La fórmula utilizada para este estudio será VITAL, adecuada para personas con desnutrición y malabsorción relacionadas con enfermedades. Vital 1.5kcal es una formulación nutricionalmente completa a base de péptidos para el tratamiento dietético de la fase activa de la EC. VITAL incluye todos los macro y micronutrientes nutricionales y puede servir como única fuente de nutrición. En casos de deterioro nutricional severo a lo largo del estudio, se considerará nutrición parenteral suplementaria.

Grupo de control:

Apoyo nutricional por dieta alta en energía/alta en proteína, calculada en 25-30 kcal/kg y al menos 1 gr/kg de proteína.

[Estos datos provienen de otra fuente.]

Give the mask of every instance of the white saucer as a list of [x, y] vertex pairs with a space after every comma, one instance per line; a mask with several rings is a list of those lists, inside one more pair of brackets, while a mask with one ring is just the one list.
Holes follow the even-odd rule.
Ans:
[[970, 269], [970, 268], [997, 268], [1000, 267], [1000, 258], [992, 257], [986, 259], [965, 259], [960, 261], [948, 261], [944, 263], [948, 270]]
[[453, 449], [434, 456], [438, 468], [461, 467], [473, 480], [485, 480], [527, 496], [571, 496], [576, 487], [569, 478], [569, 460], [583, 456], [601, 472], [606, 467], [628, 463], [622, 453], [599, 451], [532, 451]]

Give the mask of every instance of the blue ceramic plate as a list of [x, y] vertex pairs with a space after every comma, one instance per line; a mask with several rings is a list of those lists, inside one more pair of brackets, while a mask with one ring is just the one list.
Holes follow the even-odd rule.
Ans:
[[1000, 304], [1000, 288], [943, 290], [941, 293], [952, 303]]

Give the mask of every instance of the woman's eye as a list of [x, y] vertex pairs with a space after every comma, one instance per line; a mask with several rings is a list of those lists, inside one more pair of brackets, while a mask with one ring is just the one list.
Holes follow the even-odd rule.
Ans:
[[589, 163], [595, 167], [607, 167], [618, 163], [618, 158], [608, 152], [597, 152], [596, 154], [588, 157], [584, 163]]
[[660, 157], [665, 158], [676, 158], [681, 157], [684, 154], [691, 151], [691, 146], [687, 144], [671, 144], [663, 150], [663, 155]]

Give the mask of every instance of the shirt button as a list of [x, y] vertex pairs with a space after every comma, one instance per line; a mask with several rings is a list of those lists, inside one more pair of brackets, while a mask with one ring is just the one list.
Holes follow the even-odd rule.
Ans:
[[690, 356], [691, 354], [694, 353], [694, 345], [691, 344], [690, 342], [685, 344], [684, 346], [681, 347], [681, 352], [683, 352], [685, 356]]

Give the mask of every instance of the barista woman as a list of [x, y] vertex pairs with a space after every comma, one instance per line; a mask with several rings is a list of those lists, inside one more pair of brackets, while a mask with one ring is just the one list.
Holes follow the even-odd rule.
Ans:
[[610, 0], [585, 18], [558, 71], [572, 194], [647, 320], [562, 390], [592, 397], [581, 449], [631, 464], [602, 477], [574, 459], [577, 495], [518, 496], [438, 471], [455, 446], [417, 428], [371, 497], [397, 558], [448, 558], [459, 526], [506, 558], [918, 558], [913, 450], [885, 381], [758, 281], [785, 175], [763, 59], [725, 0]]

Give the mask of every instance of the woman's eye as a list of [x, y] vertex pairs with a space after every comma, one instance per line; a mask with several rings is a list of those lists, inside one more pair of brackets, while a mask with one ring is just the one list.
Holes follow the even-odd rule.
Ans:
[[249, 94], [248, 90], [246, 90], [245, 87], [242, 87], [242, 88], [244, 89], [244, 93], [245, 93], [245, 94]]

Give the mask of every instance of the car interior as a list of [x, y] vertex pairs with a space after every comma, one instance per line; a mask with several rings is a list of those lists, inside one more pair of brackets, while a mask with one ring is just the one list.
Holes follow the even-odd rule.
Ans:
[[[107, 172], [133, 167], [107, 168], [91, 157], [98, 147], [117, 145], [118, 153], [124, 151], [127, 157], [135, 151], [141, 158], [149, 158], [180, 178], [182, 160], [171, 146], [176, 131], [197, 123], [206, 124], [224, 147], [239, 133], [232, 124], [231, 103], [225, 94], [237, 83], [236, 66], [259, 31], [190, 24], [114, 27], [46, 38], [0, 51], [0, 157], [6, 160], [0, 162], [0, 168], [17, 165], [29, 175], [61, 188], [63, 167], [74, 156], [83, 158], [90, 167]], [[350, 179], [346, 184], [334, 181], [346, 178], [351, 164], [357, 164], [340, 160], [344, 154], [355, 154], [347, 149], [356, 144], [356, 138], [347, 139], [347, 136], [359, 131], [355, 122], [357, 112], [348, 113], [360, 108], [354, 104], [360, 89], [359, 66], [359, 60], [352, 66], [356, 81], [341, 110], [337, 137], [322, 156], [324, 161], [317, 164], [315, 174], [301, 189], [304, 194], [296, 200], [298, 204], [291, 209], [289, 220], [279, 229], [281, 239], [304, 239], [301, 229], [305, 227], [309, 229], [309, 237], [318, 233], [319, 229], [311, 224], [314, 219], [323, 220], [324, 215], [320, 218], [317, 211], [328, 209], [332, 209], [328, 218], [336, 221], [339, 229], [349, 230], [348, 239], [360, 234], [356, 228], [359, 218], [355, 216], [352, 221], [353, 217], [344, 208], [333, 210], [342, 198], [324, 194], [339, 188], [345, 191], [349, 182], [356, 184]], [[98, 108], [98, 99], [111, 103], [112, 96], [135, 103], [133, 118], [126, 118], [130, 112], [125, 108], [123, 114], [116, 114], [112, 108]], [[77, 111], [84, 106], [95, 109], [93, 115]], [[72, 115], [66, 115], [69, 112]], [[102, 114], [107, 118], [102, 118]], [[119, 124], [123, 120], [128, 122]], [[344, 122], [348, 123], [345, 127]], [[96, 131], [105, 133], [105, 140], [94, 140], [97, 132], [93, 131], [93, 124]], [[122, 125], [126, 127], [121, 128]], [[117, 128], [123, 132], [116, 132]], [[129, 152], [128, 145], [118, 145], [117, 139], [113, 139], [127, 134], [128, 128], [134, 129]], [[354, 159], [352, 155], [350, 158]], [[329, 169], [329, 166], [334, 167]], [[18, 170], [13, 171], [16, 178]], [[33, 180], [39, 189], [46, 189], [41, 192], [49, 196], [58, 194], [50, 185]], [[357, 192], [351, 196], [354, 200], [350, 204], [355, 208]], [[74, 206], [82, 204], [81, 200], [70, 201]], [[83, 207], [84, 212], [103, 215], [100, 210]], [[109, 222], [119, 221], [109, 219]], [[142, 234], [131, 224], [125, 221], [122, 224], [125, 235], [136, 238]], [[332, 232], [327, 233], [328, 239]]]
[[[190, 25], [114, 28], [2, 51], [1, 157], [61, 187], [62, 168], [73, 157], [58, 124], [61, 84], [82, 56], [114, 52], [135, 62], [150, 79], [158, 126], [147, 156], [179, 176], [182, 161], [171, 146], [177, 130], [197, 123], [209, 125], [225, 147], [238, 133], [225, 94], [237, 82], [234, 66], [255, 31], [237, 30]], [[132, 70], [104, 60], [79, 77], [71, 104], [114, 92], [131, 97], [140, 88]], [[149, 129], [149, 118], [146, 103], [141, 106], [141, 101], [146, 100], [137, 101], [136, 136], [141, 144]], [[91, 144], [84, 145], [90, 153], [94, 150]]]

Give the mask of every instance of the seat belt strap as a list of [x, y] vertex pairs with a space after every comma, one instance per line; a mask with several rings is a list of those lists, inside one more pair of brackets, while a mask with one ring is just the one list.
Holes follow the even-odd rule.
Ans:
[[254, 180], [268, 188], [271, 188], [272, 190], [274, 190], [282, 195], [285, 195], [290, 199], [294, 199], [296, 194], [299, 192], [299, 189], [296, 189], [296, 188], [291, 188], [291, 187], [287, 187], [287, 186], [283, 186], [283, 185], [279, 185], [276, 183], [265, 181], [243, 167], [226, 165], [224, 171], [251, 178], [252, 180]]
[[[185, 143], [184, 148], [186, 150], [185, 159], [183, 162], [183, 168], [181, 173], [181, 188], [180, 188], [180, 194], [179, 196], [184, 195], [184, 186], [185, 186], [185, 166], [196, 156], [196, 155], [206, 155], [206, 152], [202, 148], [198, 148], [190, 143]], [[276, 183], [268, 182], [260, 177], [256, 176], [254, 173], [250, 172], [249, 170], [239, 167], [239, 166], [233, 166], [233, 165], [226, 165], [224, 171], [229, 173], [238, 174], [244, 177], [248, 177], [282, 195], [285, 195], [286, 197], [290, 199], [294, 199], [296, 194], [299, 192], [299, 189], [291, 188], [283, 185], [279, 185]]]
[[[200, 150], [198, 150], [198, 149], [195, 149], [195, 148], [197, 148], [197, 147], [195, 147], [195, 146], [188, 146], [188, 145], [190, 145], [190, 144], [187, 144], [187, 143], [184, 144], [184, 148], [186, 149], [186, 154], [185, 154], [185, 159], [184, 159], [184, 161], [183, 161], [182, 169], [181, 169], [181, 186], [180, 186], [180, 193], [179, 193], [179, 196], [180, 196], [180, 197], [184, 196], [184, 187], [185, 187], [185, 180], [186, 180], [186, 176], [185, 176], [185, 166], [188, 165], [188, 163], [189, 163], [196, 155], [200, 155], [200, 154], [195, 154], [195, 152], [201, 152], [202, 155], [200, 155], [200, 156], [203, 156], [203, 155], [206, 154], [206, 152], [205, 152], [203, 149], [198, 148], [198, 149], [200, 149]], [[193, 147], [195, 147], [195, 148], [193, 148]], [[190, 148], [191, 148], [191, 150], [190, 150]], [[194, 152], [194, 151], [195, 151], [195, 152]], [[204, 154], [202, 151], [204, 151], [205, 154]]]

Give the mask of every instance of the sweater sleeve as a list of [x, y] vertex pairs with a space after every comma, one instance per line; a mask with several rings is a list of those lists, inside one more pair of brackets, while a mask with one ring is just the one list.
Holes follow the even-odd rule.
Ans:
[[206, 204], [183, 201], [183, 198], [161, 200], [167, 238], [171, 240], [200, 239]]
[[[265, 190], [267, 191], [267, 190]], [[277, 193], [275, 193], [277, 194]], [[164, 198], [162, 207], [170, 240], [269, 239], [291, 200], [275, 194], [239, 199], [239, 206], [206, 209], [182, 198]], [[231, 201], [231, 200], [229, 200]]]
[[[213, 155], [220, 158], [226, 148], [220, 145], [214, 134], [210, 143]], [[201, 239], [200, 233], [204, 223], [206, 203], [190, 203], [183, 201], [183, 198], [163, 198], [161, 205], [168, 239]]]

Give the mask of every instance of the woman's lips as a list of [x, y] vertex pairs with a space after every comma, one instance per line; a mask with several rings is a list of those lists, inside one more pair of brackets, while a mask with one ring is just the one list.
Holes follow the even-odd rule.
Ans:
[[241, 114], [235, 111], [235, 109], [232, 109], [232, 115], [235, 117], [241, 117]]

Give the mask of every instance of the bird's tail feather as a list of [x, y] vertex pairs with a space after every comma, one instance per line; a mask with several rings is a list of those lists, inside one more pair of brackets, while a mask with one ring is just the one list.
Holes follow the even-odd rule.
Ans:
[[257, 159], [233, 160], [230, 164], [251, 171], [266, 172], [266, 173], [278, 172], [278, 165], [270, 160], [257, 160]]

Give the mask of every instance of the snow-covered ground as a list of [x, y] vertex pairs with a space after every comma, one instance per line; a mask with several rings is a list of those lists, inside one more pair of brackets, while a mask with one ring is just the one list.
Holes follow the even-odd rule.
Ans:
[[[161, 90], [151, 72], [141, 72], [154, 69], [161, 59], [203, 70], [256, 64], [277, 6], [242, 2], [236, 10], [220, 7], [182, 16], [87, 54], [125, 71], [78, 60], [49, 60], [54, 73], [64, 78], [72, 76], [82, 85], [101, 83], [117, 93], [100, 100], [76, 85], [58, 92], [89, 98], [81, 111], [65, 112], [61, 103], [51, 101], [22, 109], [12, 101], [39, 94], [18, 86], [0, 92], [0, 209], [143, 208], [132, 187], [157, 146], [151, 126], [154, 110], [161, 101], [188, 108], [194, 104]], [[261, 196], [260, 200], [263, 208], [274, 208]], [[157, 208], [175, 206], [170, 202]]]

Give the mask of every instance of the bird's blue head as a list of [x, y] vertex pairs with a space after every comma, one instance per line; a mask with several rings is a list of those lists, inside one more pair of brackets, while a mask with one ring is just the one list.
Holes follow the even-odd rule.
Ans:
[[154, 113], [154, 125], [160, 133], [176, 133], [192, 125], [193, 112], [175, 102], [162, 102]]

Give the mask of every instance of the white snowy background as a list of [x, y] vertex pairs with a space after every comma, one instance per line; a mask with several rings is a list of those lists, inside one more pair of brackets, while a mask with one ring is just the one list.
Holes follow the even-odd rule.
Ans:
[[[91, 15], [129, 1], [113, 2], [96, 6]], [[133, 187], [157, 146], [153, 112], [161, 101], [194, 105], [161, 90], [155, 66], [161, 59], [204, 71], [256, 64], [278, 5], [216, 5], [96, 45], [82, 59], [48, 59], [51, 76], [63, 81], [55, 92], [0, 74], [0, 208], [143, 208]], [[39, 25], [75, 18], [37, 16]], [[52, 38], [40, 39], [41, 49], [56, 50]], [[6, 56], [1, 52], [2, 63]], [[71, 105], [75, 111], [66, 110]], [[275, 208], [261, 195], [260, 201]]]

En casos de deterioro nutricional significativo a lo largo del estudio, se considerarán suplementos nutricionales orales o nutrición parenteral suplementaria.

Grupo de pacientes bien nutridos: terapia nutricional estándar aceptada.

Cumplimiento y evaluación dietética:

Los pacientes completarán un diario de alimentos de 3 días durante cada visita del estudio para evaluar la composición dietética reciente. La adherencia a la terapia también se controlará mediante el cuestionario Escala de calificación de adherencia a la medicación (MARS).

La ingesta de nutrientes se calculará con el software nutricional israelí "Zameret". Los pacientes del grupo EEN deberán devolver los envases de fórmula enteral vacíos.

El cumplimiento de la dieta instruida para el paciente se considerará como una ingesta del 80% de las calorías por paciente.

El cumplimiento de la dieta instruida para el paciente se considerará como una ingesta del 80% de las calorías por paciente.

Tolerabilidad a EEN:

La tolerancia se definirá como la ingestión de la cantidad total de fórmula solicitada por el paciente sin el desarrollo de ningún síntoma alérgico/intolerante. La tolerancia se controlará durante cada visita del estudio.

Actividad de la enfermedad:

La actividad de la enfermedad se evaluará mediante la concentración sérica de proteína C reactiva (PCR), la concentración de calprotectina fecal y el índice de Harvey-Bradshaw (HBI).

Evaluación metabólica

Medidas antropométricas:

• El peso y la altura se medirán en una báscula médica digital y se calculará el índice de masa corporal (IMC).
• La fuerza de agarre se medirá con un dinamómetro manual (JAMAR® - dinamómetro manual hidráulico)
• Evaluación nutricional por encuestadores SGA.
• Composición corporal por impedancia eléctrica corporal.
• El Gasto Energético en Reposo (REE) se medirá por calorimetría indirecta (Fitmate- Cosmed/ Italia)

Pruebas bioquímicas:

Todas las muestras de sangre se extraerán en la mañana siguiente al ayuno de 12 horas: albúmina, hemograma, concentración sérica de PCR y concentración de calprotectina fecal.

Curso clínico postoperatorio:

El curso postoperatorio del paciente se documentará a partir del expediente médico del paciente. Los parámetros incluirán: duración de la hospitalización, transfusiones de sangre y otras intervenciones, tratamiento médico posoperatorio.

Muestras fecales:

Las heces se analizarán para calprotectina fecal y para caracterizar la composición microbiana

Evaluación de las complicaciones quirúrgicas

Las siguientes complicaciones serán monitoreadas 30 días después de la cirugía:

• Readmisiones hospitalarias
• Revisión de cirugía
• Complicaciones del estoma
• Sangrado severo
• Evento trombótico
• Íleo
• Complicaciones hepáticas
• Complicaciones renales
• Complicaciones infecciosas: Infección del sitio quirúrgico, Infección del tracto urinario, Pulmonar; fugas anastomóticas, absceso intraabdominal y formación de nueva fístula.

Seguridad EEN es una terapia aceptada y recomendada para pacientes con EC y se considera una terapia de primera línea para inducir la remisión en niños.